3 — Full carry	The model activates, infers the chain, and produces the correctly shaped action.	None.

The Cinder Effect is not binary. It has depth.

Tier 0 is the simplest failure: the model never engages. It sees a surface-level trigger — a word, a theme — and shuts down before any reasoning begins. The cinder never catches.

Tier 1 is more interesting and more dangerous. The model does activate — it recognises that the prompt requires action beyond conversation — but it binds to the wrong signal. In the David test, the model responds to emotional framing rather than functional implication. It acts, but without reasoning. Many models today are fine-tuned to be helpful assistants, which ironically makes them worse agents. They are so eager to please that they forget to calculate.

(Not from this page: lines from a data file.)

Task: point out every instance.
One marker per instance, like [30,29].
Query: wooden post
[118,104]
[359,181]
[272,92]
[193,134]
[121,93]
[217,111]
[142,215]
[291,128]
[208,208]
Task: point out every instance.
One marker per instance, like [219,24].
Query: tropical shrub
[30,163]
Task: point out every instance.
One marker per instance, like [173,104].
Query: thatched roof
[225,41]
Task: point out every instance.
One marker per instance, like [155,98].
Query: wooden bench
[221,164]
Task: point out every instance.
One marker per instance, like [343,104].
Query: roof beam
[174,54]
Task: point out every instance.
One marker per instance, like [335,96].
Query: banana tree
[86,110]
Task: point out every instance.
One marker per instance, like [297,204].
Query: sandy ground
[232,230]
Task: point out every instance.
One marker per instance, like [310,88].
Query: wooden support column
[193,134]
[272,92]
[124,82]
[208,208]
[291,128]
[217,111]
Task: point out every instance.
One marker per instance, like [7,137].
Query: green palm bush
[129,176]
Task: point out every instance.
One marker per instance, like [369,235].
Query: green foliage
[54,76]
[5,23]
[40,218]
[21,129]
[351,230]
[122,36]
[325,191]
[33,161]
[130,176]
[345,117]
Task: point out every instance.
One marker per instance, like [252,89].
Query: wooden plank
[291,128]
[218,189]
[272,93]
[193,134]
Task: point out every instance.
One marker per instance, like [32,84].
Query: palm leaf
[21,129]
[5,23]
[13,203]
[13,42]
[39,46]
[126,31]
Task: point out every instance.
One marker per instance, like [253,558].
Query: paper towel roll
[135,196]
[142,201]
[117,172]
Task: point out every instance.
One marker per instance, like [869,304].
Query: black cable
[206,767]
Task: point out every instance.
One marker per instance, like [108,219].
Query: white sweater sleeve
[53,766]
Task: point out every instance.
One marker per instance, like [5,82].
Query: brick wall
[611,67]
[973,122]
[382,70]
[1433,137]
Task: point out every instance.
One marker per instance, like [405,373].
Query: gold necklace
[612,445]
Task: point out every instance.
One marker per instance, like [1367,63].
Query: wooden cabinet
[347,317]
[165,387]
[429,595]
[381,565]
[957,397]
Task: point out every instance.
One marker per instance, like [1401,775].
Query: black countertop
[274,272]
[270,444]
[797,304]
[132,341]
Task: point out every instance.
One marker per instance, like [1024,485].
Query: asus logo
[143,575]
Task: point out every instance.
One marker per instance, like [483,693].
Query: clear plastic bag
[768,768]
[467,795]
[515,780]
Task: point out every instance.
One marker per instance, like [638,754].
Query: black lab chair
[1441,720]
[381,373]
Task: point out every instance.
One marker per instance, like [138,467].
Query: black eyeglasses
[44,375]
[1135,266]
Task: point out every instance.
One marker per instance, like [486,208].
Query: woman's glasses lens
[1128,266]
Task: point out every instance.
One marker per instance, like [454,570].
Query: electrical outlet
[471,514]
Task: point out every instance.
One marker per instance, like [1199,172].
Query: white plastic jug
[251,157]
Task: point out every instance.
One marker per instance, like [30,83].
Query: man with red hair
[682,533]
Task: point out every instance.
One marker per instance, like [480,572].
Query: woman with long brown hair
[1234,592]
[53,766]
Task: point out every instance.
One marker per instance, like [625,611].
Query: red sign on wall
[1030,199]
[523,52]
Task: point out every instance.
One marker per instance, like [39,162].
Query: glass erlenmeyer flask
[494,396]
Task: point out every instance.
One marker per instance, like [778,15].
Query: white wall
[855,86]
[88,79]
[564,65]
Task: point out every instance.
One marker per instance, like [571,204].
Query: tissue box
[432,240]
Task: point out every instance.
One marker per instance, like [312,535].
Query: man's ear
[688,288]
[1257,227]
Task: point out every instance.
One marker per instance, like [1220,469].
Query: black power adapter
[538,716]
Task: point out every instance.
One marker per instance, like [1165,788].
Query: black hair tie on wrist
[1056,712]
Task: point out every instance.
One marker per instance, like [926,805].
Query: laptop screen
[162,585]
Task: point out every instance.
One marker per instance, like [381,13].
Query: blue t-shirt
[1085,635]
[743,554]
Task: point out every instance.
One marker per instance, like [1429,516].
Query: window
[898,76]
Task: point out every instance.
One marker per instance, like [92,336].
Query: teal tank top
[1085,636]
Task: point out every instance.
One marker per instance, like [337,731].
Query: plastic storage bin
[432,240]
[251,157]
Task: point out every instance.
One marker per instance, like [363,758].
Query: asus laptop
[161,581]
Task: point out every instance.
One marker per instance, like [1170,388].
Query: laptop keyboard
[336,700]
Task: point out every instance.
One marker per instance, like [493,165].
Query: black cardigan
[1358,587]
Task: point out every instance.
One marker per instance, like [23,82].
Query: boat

Tier 2 is the most common failure among capable models. The model correctly identifies the functional implication — it knows to call getCurrentDate — but it fails to carry the inferential chain to completion. It returns today’s date instead of yesterday’s. The cinder ignites, but the flame does not hold.

Tier 3 is full carry. The model activates, infers the complete chain of implication, and produces the correctly shaped action. It calls the function, applies the temporal offset, and returns the right answer. Every link holds.

Misfires — Tier 1 — are arguably the most revealing, because they show a model that has crossed the threshold from passivity into action but has not yet learned to aim.

Many models today can reach Tier 3 occasionally. But a model that arrives at the correct action in one session and misfires in the next is not a Tier 3 model. It is a model whose cinder effect is unstable. The distinction that matters is not capability but reliability — not whether the model can carry the full chain of implication, but whether it does, consistently.

A Tier 3 model is the only one that is determinable. It works in a way that matches your expectation. There can still be surprises — but if you examine the context closely, if you put yourself in the model’s position and trace what it saw, you will find the evidence for the unexpected behaviour. The reasoning may not be yours, but it is legible. It follows from what was given.

That is not so different from dealing with other people.